Because cladribine is cytotoxic, special handling and disposal instructions should be followed.

MAVENCLAD has been approved in over 50 countries, including the European Union (EU), Canada, Australia and Switzerland, for various relapsing MS indications. Visit www.MAVENCLAD.com for more information.

IMPORTANT SAFETY INFORMATION

BOXED WARNING: MALIGNANCIES and RISK OF TERATOGENICITY

    --  Treatment with MAVENCLAD may increase the risk of malignancy. MAVENCLAD
        is contraindicated in patients with current malignancy; evaluate the
        benefits and risks of the use of MAVENCLAD on an individual patient
        basis for patients with prior or increased risk of malignancy.
    --  MAVENCLAD is contraindicated for use in pregnant women and in women and
        men of reproductive potential who do not plan to use effective
        contraception because of the potential for fetal harm.

CONTRAINDICATIONS

    --  current malignancy.
    --  pregnancy, and women and men of reproductive potential who do not plan
        to use effective contraception during MAVENCLAD dosing and for 6 m after
        the last dose in each treatment course.
    --  human immunodeficiency virus (HIV).
    --  active chronic infections (e.g., hepatitis or tuberculosis).
    --  history of hypersensitivity to cladribine.
    --  breastfeeding while taking MAVENCLAD and for 10 days after the last
        dose.

DOSING CONSIDERATIONS: After the completion of 2 treatment courses, do not administer additional MAVENCLAD during the next 2 years. The risk of malignancy with reinitiating MAVENCLAD more than 2 years after completion of 2 treatment courses has not been studied.
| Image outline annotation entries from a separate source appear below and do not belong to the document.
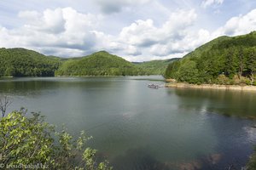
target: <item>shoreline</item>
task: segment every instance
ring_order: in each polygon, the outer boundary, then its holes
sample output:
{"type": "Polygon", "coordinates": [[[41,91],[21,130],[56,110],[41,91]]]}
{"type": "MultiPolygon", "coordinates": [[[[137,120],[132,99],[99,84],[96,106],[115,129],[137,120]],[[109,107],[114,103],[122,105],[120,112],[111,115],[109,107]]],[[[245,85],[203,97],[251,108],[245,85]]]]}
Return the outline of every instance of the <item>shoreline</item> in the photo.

ADDITIONAL WARNINGS AND PRECAUTIONS

    --  Lymphopenia: In clinical studies, 87% of MAVENCLAD-treated patients
        experienced lymphopenia. Concomitant use of MAVENCLAD with hematotoxic
        drugs may increase the risk of adverse reactions because of the additive
        hematological effects. Monitor lymphocyte counts before and during
        treatment, periodically thereafter, and when clinically indicated.
    --  Infections: Infections occurred in 49% of MAVENCLAD-treated patients
        compared to 44% of patients treated with placebo in clinical studies.
        The most frequent serious infections included herpes zoster and
        pyelonephritis. Single fatal cases of tuberculosis and fulminant
        hepatitis B were reported in the clinical program. Administer
        live-attenuated or live vaccines at least 4 to 6 weeks prior to starting
        MAVENCLAD. Screen patients for latent infections; consider delaying
        treatment until infection is fully controlled. Vaccinate patients
        antibody-negative to varicella zoster virus prior to treatment. Monitor
        for infections.
    --  Hematologic Toxicity: Mild to moderate decreases in neutrophil counts,
        hemoglobin levels, and platelet counts were observed. Severe decreases
        in neutrophil counts were observed in 3.6% of MAVENCLAD-treated
        patients, compared to 2.8% of placebo patients. Obtain complete blood
        count (CBC) with differential including lymphocyte count before and
        during treatment, periodically thereafter, and when clinically
        indicated.
    --  Risk of Graft-versus-Host Disease With Blood Transfusions: Irradiation
        of cellular blood components is recommended.
    --  Liver Injury: Obtain liver function tests prior to treatment.
        Discontinue MAVENCLAD if significant injury is suspected.
    --  Hypersensitivity: In clinical studies, 11% of MAVENCLAD-treated patients
        had hypersensitivity reactions, compared to 7% of placebo patients.
        Serious hypersensitivity reactions occurred in 0.5% of MAVENCLAD-treated
        patients, compared to 0.1% of placebo patients. If a hypersensitivity
        reaction is suspected, discontinue treatment. Do not use MAVENCLAD in
        patients with a history of hypersensitivity to cladribine.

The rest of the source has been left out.